Les deux fils de la famille Hayashi raffolent de la télé. En douce, prétextant aller prendre des leçons d’anglais chez un voisin, ils vont avec leur trois camarades d’école regarder la télé chez ce couple. Leur passion est le sumo. Leur jeune tante, qui passe souvent chez eux, leur dit que c’est tout aussi passionnant à la radio. Mais non, ils n’en démordent pas, ils veulent voir les combats à la télé. Et ils vont demander à leur mère (Kuniko Miyake), non sans affront, une télévision. Le père (Chishu Ryu), strict et sévère, y est très opposé. Le fils aîné répond au père avec virulence puis traite sa mère de radine. Le petit frère, qui fait tout comme son grand frère (ils portent d’ailleurs des vêtements identiques), n’est pas non plus en reste. L’aîné affirme que toutes les paroles que disent les adultes ne sont que des mensonges ou des phrases toutes faites et vides de sens. Le père leur demande de se taire.

La grève de la parole commence donc pour les deux enfants. Les parents sont d’abord ravis.

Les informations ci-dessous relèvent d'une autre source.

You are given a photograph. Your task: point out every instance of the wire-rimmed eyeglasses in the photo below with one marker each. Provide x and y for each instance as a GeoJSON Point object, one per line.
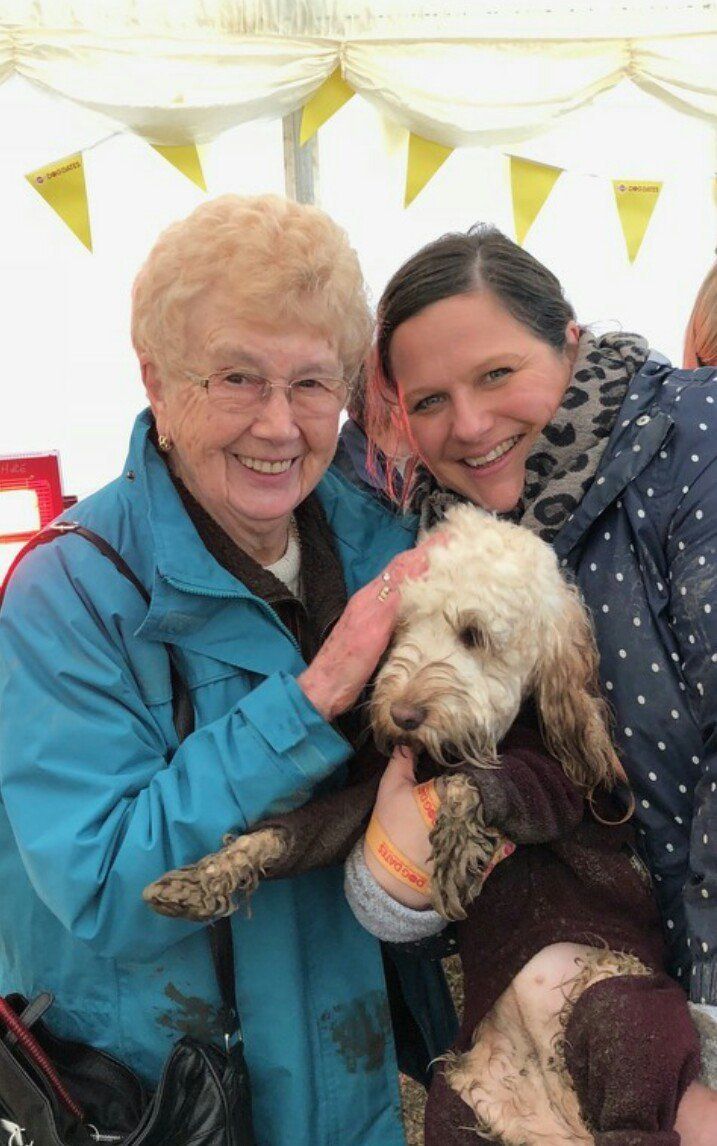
{"type": "Point", "coordinates": [235, 389]}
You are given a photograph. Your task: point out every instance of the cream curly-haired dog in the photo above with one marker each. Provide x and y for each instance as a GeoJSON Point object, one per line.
{"type": "Point", "coordinates": [493, 623]}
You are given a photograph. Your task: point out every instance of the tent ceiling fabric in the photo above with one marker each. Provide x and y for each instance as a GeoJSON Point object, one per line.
{"type": "Point", "coordinates": [457, 73]}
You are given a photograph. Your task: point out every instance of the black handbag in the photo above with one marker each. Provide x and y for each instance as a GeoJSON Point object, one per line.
{"type": "Point", "coordinates": [58, 1092]}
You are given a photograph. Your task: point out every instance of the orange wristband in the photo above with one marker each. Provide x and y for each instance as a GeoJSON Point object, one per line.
{"type": "Point", "coordinates": [393, 860]}
{"type": "Point", "coordinates": [428, 801]}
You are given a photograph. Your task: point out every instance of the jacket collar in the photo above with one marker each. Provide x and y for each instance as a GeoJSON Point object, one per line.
{"type": "Point", "coordinates": [194, 596]}
{"type": "Point", "coordinates": [639, 431]}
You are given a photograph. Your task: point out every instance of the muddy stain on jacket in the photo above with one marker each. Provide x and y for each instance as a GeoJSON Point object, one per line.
{"type": "Point", "coordinates": [360, 1031]}
{"type": "Point", "coordinates": [191, 1015]}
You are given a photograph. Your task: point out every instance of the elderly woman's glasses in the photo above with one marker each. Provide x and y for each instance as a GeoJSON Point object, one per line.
{"type": "Point", "coordinates": [236, 390]}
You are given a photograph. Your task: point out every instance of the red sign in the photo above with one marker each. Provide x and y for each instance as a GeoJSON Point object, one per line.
{"type": "Point", "coordinates": [36, 473]}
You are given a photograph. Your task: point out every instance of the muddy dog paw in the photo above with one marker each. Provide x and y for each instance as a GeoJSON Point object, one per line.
{"type": "Point", "coordinates": [465, 849]}
{"type": "Point", "coordinates": [214, 885]}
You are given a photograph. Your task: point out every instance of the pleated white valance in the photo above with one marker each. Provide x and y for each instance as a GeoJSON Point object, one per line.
{"type": "Point", "coordinates": [458, 73]}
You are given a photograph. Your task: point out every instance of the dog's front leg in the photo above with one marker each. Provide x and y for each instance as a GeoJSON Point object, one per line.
{"type": "Point", "coordinates": [212, 886]}
{"type": "Point", "coordinates": [464, 847]}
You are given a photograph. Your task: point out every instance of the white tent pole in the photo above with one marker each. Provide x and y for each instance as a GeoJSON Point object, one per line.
{"type": "Point", "coordinates": [300, 163]}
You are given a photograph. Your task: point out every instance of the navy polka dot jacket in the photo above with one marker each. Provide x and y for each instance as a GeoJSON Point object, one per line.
{"type": "Point", "coordinates": [643, 547]}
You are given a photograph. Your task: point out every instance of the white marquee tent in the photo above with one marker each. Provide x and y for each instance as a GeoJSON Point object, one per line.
{"type": "Point", "coordinates": [604, 91]}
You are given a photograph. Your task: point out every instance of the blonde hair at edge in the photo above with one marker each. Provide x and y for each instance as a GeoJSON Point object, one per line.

Puis, quand, en partant à l’école, ils ne disent pas bonjour à la voisine, cette dernière croit que c’est parce qu’elle a accusé la mère d’avoir volé l’argent des cotisations. Ensuite, pour les deux mômes, l’épreuve du silence à l’école s’avère plus complexe : ne pas répondre au professeur est un signe grave de rébellion. Enfin, comment demander aux parents l’argent de la cantine sans parler. Les scènes sont souvent drôles, les deux gamins – surtout la plus petit – ont des bonnes bouilles et leurs déplacements dans le cadre et leurs gestes sont proches du burlesque. Ainsi, avant qu’ils ne se taisent, le plus jeune sort régulièrement un « I love you », sonore et fier. L’humour est constant dans tout le film notamment avec le ton ironique adopté pour montrer les mesquineries et les cancans des voisines.

Là, la difficulté de communiquer ajoutée au changement de mode de vie est mise en avant. Le film montre que les enfants ont leur propre rituel (les gags récurrents sur les pets des gamins qui leur permet de s’inclure dans leur bande, le signe de doigts pour faire une pause et parler) qui s’oppose au rituel des phrases de politesse des parents. Il est plutôt amusant qu’un cinéaste comme Yasujiro Ozu prennent comme sujet de son film ces phrases simples et creuses (« bonjour, merci, comment ça va, au revoir »), lui qui s’est constamment appliqué à faire de ce genre de sentences le tronc principal des dialogues de la plupart de ses films. Comme s’il était lui-même conscient des critiques qui ont pu lui être fait à ce propos. C’est précisément cette ironie qui rend le film si joyeux.